2.Kaynağını, mülga 818 sayılı Borçlar Kanunu'nun 22 nci (6098 sayılı TBK'nun 29 uncu) maddesinden alan taşınmaz satış vaadi sözleşmeleri, mülga 818 sayılı Borçlar Kanunu'nun 213 üncü (6098 sayılı TBK'nın 237 nci) maddesi ile Türk Medeni Kanunu'nun 706 ncı ve Noterlik Kanunu'nun 89 uncu maddesi hükümleri uyarınca Noter önünde re’sen düzenlenmesi gereken, bir başka anlatımla geçerliliği resmi şekil şartına bağlı kılınan, tam iki tarafa borç yükleyen ve kişisel hak sağlayan sözleşme türüdür.

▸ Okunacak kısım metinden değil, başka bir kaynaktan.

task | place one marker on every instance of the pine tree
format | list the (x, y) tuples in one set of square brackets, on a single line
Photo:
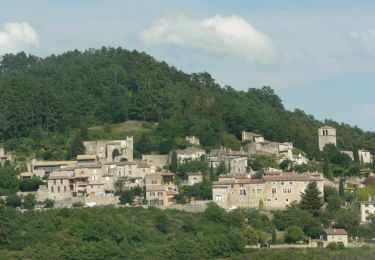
[(311, 200)]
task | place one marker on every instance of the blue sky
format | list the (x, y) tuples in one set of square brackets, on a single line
[(319, 56)]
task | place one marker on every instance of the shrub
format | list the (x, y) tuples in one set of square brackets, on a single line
[(294, 234)]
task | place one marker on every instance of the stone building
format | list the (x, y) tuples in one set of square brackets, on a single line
[(156, 161), (194, 140), (104, 149), (272, 192), (327, 135), (366, 208), (193, 178), (235, 161), (190, 153), (364, 156), (160, 189), (334, 236), (253, 137)]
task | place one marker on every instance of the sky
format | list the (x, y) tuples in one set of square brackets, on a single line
[(319, 55)]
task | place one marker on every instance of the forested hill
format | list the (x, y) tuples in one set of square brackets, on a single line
[(109, 85)]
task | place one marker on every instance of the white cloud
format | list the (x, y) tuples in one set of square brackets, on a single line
[(16, 37), (223, 35), (366, 38)]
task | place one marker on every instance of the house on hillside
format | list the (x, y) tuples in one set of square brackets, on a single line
[(334, 236), (273, 192)]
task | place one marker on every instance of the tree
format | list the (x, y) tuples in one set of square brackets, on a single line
[(13, 200), (221, 169), (162, 223), (285, 165), (127, 197), (76, 146), (174, 164), (214, 212), (144, 145), (294, 234), (311, 199), (29, 201), (115, 153), (31, 184), (341, 187), (48, 203)]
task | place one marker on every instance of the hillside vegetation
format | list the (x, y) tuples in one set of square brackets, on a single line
[(44, 98)]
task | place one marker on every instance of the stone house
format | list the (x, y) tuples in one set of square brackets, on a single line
[(155, 161), (193, 178), (334, 236), (160, 189), (253, 137), (42, 168), (366, 208), (103, 149), (190, 153), (364, 156), (235, 161), (327, 135), (192, 140), (272, 192)]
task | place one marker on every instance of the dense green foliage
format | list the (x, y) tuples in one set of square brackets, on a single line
[(47, 97)]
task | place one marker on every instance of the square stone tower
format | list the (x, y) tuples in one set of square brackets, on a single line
[(327, 135)]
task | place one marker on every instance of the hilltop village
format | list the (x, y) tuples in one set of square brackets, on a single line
[(263, 175)]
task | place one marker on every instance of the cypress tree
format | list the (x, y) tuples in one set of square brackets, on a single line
[(341, 187), (311, 199), (173, 165)]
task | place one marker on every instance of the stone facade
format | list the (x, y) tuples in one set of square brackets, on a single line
[(366, 208), (335, 236), (327, 135), (271, 192), (190, 153), (104, 149), (235, 161), (192, 140), (160, 189), (193, 178), (364, 156)]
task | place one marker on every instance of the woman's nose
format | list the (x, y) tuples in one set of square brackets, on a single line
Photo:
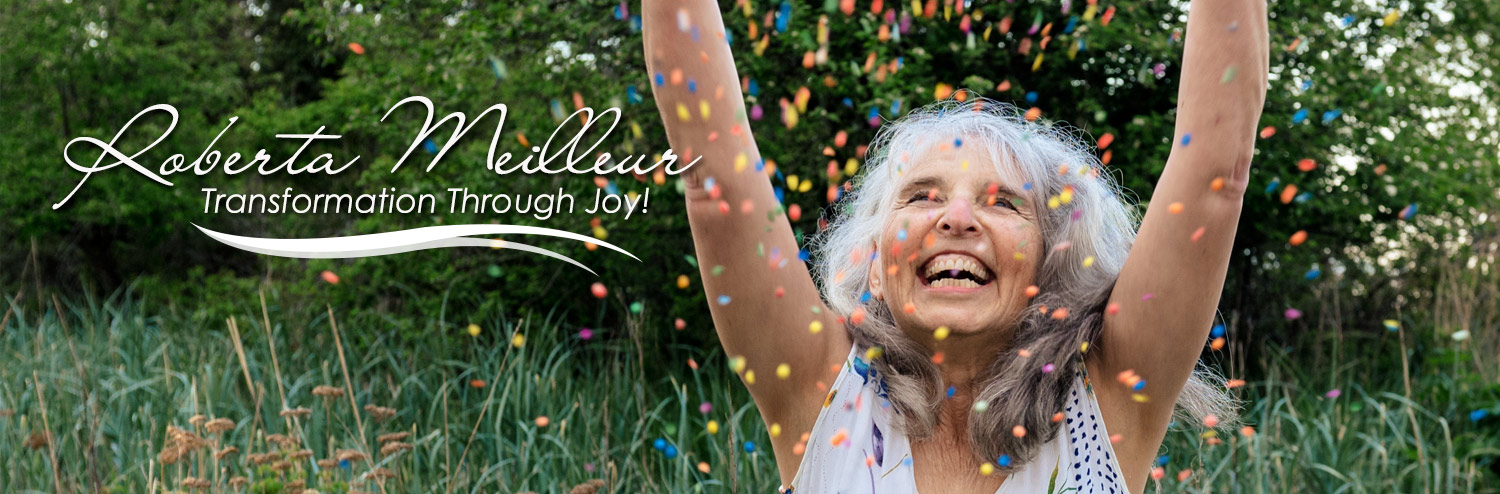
[(957, 218)]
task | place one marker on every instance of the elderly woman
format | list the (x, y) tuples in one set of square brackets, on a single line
[(984, 274)]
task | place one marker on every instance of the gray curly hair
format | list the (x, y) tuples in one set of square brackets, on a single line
[(1095, 222)]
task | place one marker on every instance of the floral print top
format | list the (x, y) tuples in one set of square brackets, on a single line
[(854, 449)]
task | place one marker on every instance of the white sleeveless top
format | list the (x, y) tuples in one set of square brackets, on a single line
[(854, 449)]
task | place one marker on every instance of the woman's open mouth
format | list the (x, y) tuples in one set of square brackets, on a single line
[(957, 271)]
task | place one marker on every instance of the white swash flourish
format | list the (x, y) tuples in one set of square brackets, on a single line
[(407, 240)]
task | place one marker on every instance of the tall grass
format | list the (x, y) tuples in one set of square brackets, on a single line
[(89, 389)]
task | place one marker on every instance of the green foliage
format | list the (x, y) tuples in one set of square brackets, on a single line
[(116, 373)]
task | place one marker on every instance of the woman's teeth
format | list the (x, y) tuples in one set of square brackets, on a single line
[(953, 266)]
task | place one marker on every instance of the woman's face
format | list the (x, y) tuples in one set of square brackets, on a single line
[(959, 248)]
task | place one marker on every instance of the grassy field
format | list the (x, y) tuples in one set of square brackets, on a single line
[(122, 397)]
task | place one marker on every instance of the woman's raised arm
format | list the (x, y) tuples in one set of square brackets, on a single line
[(761, 295), (1167, 293)]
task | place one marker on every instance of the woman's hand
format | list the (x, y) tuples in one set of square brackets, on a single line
[(1170, 286), (761, 293)]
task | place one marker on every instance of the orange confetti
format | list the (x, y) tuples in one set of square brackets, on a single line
[(1106, 140)]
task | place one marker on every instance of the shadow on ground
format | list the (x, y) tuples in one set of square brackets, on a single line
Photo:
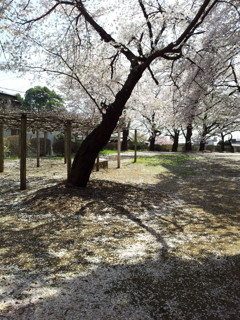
[(115, 251)]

Vaat alacaklısı, taşınmaz satış vaadi sözleşmesi ile mülkiyet devir borcu yüklenen satıcıdan edim yerine getirilmediğinde Türk Medeni Kanunu'nun 716 ncı maddesi uyarınca açacağı tapu iptali ve tescil davasında borcun hükmen yerine getirilmesini isteyebilir.
3. Değerlendirme
1. Mahkemenin satış vaadi borçlusu lehine, depo edilerek ödenmesine hükmettiği bedel ve davanın kabulüne yönelik verdiği karar kural olarak doğru olduğundan, asıl ve birleştirilen davada davalı, satış vaadi sözleşmesinin iptali yönünden birleştirilen davada davacı ... mirasçıları vekili tarafından ileri sürülen temyiz itirazları yerinde değildir. Bu nedenle aşağıdaki bendin kapsamı dışındaki sair temyiz itirazları yerinde görülmemiştir.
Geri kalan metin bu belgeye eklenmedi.